Real-Time Pose Action Recognition on Embedded Edge Devices
TDK dolgozat
AI vision capabilities are stronger than ever, Vision Language Models (VLM) are able to understand and describe a lot of images, with high precision and detail. The generalisation of VLMs are comes at a price of large number of parameters, makes it unreasonably computationally expensive for downstream tasks. The possibility to run VLM on edge devices became important for robotics or autonomous vehicles. Their datasets highly varies for different scenarios, so the models both has to have high capabilities, but also to run them in a reasonable frequency.
Within this field, the following tasks can be performed:
- Literature Review & Technology Selection: Investigating state-of-the-art, lightweight pose estimation frameworks and edge-compatible machine learning tools.
- Data Processing Pipeline: Creating an automated pipeline to extract temporal sequences of skeletal keypoints or other compact spatial features from video datasets, bypassing the computational cost of processing raw image pixels.

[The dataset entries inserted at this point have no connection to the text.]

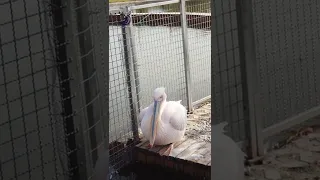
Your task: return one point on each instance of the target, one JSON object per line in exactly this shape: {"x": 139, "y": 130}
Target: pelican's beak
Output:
{"x": 154, "y": 121}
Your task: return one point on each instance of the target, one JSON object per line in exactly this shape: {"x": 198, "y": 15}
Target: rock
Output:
{"x": 302, "y": 142}
{"x": 291, "y": 164}
{"x": 314, "y": 136}
{"x": 307, "y": 157}
{"x": 272, "y": 174}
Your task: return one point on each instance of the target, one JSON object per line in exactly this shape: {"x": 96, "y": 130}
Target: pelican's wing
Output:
{"x": 142, "y": 113}
{"x": 178, "y": 119}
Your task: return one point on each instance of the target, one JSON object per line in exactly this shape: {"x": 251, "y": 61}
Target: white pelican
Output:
{"x": 163, "y": 122}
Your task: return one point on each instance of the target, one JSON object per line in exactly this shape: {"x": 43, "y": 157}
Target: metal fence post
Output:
{"x": 249, "y": 72}
{"x": 68, "y": 81}
{"x": 184, "y": 27}
{"x": 131, "y": 70}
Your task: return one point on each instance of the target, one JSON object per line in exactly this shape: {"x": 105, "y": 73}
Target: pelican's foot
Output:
{"x": 166, "y": 151}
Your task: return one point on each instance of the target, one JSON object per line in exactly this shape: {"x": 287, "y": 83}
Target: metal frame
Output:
{"x": 184, "y": 28}
{"x": 129, "y": 33}
{"x": 249, "y": 69}
{"x": 131, "y": 70}
{"x": 61, "y": 16}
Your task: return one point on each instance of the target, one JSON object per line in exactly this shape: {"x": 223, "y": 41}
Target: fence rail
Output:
{"x": 58, "y": 115}
{"x": 150, "y": 49}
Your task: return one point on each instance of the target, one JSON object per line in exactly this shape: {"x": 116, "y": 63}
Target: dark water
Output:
{"x": 139, "y": 171}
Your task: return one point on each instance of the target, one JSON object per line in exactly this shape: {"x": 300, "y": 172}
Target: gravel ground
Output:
{"x": 199, "y": 123}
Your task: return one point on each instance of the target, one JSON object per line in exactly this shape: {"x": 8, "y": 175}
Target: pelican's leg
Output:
{"x": 166, "y": 151}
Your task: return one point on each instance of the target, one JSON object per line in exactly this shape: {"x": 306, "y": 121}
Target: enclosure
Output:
{"x": 65, "y": 97}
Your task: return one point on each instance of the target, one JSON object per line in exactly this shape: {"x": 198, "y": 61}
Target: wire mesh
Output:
{"x": 287, "y": 43}
{"x": 227, "y": 83}
{"x": 31, "y": 129}
{"x": 120, "y": 133}
{"x": 199, "y": 37}
{"x": 49, "y": 91}
{"x": 159, "y": 51}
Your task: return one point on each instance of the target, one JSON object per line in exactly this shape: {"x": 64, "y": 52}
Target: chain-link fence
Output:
{"x": 287, "y": 45}
{"x": 51, "y": 124}
{"x": 148, "y": 49}
{"x": 264, "y": 67}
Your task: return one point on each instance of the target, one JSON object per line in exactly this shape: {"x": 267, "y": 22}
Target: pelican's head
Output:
{"x": 159, "y": 96}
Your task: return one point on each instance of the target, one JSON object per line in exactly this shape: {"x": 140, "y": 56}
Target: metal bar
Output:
{"x": 134, "y": 62}
{"x": 59, "y": 16}
{"x": 248, "y": 65}
{"x": 201, "y": 101}
{"x": 143, "y": 6}
{"x": 290, "y": 122}
{"x": 184, "y": 27}
{"x": 128, "y": 55}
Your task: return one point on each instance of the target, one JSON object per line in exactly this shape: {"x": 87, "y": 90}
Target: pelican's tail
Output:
{"x": 219, "y": 128}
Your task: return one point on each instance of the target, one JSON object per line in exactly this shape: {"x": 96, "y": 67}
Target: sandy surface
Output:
{"x": 297, "y": 160}
{"x": 199, "y": 123}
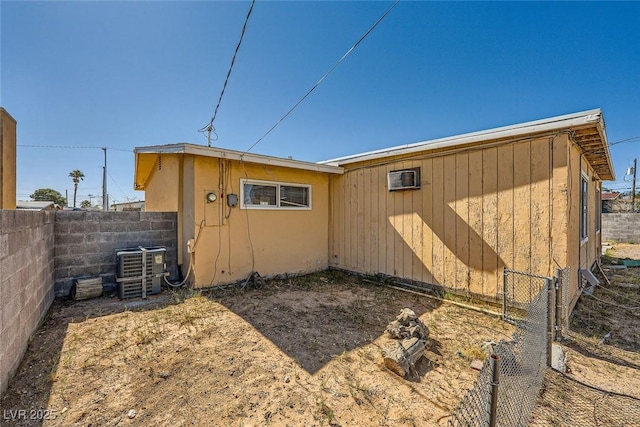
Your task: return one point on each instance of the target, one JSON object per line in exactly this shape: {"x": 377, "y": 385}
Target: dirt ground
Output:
{"x": 302, "y": 351}
{"x": 308, "y": 351}
{"x": 602, "y": 386}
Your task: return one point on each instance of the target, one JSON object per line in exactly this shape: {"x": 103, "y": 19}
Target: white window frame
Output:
{"x": 584, "y": 208}
{"x": 276, "y": 184}
{"x": 598, "y": 212}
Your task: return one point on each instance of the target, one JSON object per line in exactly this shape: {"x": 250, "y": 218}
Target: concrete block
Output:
{"x": 558, "y": 358}
{"x": 4, "y": 246}
{"x": 112, "y": 238}
{"x": 170, "y": 215}
{"x": 70, "y": 261}
{"x": 8, "y": 220}
{"x": 162, "y": 225}
{"x": 77, "y": 250}
{"x": 61, "y": 273}
{"x": 68, "y": 239}
{"x": 130, "y": 216}
{"x": 60, "y": 227}
{"x": 138, "y": 226}
{"x": 70, "y": 216}
{"x": 113, "y": 226}
{"x": 88, "y": 270}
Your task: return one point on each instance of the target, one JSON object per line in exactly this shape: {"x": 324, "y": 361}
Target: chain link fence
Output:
{"x": 521, "y": 362}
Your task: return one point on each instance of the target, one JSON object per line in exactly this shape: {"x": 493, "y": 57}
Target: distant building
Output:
{"x": 37, "y": 206}
{"x": 7, "y": 160}
{"x": 128, "y": 206}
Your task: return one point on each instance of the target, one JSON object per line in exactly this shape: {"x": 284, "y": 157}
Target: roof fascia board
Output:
{"x": 239, "y": 156}
{"x": 538, "y": 126}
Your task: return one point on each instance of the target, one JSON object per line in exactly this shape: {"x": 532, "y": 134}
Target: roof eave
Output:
{"x": 518, "y": 130}
{"x": 198, "y": 150}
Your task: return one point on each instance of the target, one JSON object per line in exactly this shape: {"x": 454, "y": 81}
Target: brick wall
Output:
{"x": 621, "y": 227}
{"x": 86, "y": 242}
{"x": 26, "y": 282}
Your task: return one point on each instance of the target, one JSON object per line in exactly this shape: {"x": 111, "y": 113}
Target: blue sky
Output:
{"x": 127, "y": 74}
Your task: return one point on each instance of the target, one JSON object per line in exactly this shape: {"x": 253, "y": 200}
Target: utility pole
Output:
{"x": 105, "y": 201}
{"x": 633, "y": 187}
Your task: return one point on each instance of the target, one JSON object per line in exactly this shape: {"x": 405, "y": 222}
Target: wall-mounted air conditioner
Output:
{"x": 407, "y": 179}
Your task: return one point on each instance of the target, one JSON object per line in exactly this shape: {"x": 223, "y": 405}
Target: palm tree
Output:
{"x": 77, "y": 176}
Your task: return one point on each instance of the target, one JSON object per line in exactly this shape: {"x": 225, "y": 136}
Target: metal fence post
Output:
{"x": 504, "y": 294}
{"x": 144, "y": 273}
{"x": 550, "y": 317}
{"x": 494, "y": 364}
{"x": 558, "y": 323}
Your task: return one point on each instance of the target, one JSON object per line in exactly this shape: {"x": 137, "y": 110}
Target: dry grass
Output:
{"x": 305, "y": 350}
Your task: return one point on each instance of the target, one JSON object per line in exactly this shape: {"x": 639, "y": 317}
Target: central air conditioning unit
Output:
{"x": 140, "y": 271}
{"x": 407, "y": 179}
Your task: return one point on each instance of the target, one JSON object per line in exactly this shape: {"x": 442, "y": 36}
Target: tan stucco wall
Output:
{"x": 478, "y": 211}
{"x": 230, "y": 243}
{"x": 581, "y": 254}
{"x": 7, "y": 160}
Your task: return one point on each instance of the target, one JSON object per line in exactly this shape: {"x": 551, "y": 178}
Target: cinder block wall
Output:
{"x": 621, "y": 227}
{"x": 86, "y": 242}
{"x": 26, "y": 282}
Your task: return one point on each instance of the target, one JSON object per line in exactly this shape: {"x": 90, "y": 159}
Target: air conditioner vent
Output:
{"x": 407, "y": 179}
{"x": 137, "y": 266}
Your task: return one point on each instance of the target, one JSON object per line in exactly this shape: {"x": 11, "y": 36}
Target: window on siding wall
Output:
{"x": 584, "y": 208}
{"x": 274, "y": 195}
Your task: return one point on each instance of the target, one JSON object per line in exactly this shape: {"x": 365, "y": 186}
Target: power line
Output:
{"x": 324, "y": 76}
{"x": 635, "y": 138}
{"x": 72, "y": 147}
{"x": 209, "y": 127}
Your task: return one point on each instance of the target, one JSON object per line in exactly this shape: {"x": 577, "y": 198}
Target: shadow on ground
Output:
{"x": 26, "y": 399}
{"x": 316, "y": 317}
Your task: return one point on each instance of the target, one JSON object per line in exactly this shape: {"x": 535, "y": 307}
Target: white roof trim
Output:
{"x": 199, "y": 150}
{"x": 538, "y": 126}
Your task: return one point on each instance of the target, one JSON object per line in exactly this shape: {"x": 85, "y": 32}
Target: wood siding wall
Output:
{"x": 476, "y": 212}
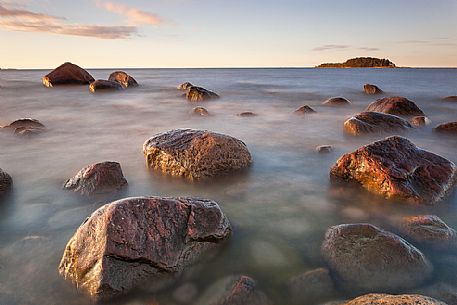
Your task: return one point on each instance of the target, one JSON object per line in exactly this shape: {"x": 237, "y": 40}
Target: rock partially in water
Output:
{"x": 101, "y": 84}
{"x": 123, "y": 79}
{"x": 234, "y": 290}
{"x": 312, "y": 287}
{"x": 397, "y": 169}
{"x": 429, "y": 230}
{"x": 364, "y": 258}
{"x": 395, "y": 105}
{"x": 336, "y": 101}
{"x": 371, "y": 89}
{"x": 387, "y": 299}
{"x": 195, "y": 154}
{"x": 374, "y": 122}
{"x": 450, "y": 128}
{"x": 99, "y": 178}
{"x": 67, "y": 74}
{"x": 145, "y": 238}
{"x": 198, "y": 94}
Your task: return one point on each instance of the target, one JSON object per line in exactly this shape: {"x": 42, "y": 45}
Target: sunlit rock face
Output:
{"x": 364, "y": 258}
{"x": 195, "y": 154}
{"x": 126, "y": 242}
{"x": 395, "y": 105}
{"x": 397, "y": 169}
{"x": 67, "y": 74}
{"x": 374, "y": 122}
{"x": 99, "y": 178}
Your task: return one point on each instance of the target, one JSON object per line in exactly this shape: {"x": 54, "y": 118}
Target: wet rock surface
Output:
{"x": 395, "y": 105}
{"x": 67, "y": 74}
{"x": 99, "y": 178}
{"x": 364, "y": 258}
{"x": 195, "y": 154}
{"x": 397, "y": 169}
{"x": 374, "y": 122}
{"x": 145, "y": 238}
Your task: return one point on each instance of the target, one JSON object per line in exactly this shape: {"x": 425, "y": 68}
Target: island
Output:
{"x": 361, "y": 62}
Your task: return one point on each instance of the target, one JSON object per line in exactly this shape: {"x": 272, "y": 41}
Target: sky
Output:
{"x": 225, "y": 33}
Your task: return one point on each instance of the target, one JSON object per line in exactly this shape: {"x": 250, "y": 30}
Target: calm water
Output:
{"x": 279, "y": 209}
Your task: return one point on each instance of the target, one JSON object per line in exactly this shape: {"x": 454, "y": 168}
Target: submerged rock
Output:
{"x": 123, "y": 79}
{"x": 101, "y": 84}
{"x": 374, "y": 122}
{"x": 99, "y": 178}
{"x": 371, "y": 89}
{"x": 130, "y": 240}
{"x": 395, "y": 105}
{"x": 67, "y": 74}
{"x": 198, "y": 94}
{"x": 365, "y": 258}
{"x": 397, "y": 169}
{"x": 195, "y": 154}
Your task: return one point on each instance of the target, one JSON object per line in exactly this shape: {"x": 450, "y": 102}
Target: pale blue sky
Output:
{"x": 222, "y": 33}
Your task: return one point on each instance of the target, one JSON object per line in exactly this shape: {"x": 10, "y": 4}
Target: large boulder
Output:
{"x": 387, "y": 299}
{"x": 374, "y": 122}
{"x": 145, "y": 238}
{"x": 395, "y": 105}
{"x": 195, "y": 154}
{"x": 67, "y": 74}
{"x": 123, "y": 79}
{"x": 397, "y": 169}
{"x": 99, "y": 178}
{"x": 365, "y": 258}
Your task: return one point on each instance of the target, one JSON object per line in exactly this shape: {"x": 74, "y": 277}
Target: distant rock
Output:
{"x": 99, "y": 178}
{"x": 336, "y": 101}
{"x": 395, "y": 105}
{"x": 198, "y": 94}
{"x": 371, "y": 89}
{"x": 132, "y": 240}
{"x": 67, "y": 74}
{"x": 364, "y": 258}
{"x": 397, "y": 169}
{"x": 123, "y": 79}
{"x": 101, "y": 84}
{"x": 195, "y": 154}
{"x": 374, "y": 122}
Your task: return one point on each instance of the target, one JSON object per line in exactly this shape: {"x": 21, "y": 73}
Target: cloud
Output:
{"x": 134, "y": 15}
{"x": 14, "y": 19}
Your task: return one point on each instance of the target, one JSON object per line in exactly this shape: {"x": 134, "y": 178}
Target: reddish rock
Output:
{"x": 99, "y": 178}
{"x": 365, "y": 258}
{"x": 132, "y": 240}
{"x": 397, "y": 169}
{"x": 67, "y": 74}
{"x": 195, "y": 154}
{"x": 395, "y": 105}
{"x": 123, "y": 79}
{"x": 374, "y": 122}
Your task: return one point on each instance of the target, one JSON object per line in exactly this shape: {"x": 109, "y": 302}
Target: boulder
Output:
{"x": 395, "y": 105}
{"x": 145, "y": 238}
{"x": 336, "y": 101}
{"x": 99, "y": 178}
{"x": 371, "y": 89}
{"x": 67, "y": 74}
{"x": 387, "y": 299}
{"x": 198, "y": 94}
{"x": 365, "y": 258}
{"x": 374, "y": 122}
{"x": 195, "y": 154}
{"x": 428, "y": 230}
{"x": 397, "y": 169}
{"x": 123, "y": 79}
{"x": 450, "y": 128}
{"x": 101, "y": 84}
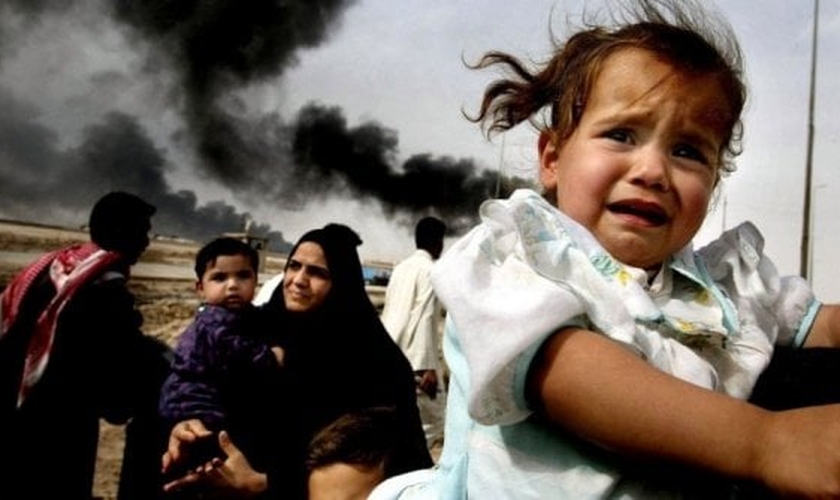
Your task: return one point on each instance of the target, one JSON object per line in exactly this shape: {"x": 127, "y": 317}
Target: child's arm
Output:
{"x": 826, "y": 329}
{"x": 596, "y": 388}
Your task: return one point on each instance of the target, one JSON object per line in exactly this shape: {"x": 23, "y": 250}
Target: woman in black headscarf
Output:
{"x": 338, "y": 359}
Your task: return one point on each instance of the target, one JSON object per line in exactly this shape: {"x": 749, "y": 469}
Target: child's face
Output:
{"x": 307, "y": 281}
{"x": 640, "y": 168}
{"x": 342, "y": 481}
{"x": 230, "y": 282}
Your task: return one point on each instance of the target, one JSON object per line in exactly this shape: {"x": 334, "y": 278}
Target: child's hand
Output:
{"x": 279, "y": 354}
{"x": 800, "y": 455}
{"x": 228, "y": 478}
{"x": 184, "y": 436}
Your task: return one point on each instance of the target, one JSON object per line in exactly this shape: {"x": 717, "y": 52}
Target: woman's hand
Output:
{"x": 231, "y": 478}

- Sequence Modeling: Designing or adapting a lightweight neural network architecture capable of classifying temporal sequences (e.g., recognizing specific actions or intentions over time) with a minimal parameter count.
- Model Optimization: Exploring and applying model compression techniques (such as quantization or pruning) to shrink the model footprint and prepare it for embedded deployment.
- Edge Deployment & Benchmarking: Deploying the end-to-end pipeline onto a target embedded edge device and analyzing the trade-offs between classification accuracy, resource utilization, and real-time inference speed.
Requirements for the topic:
- Knowledge of python programming
- Good English communication skills
Recommended for the topic:
- Basic knowledge of machine learning/deep learning concepts.
- Minimal familiarity with Linux environments or single-board embedded systems.
- Basic mathematical foundation (linear algebra and matrix operations).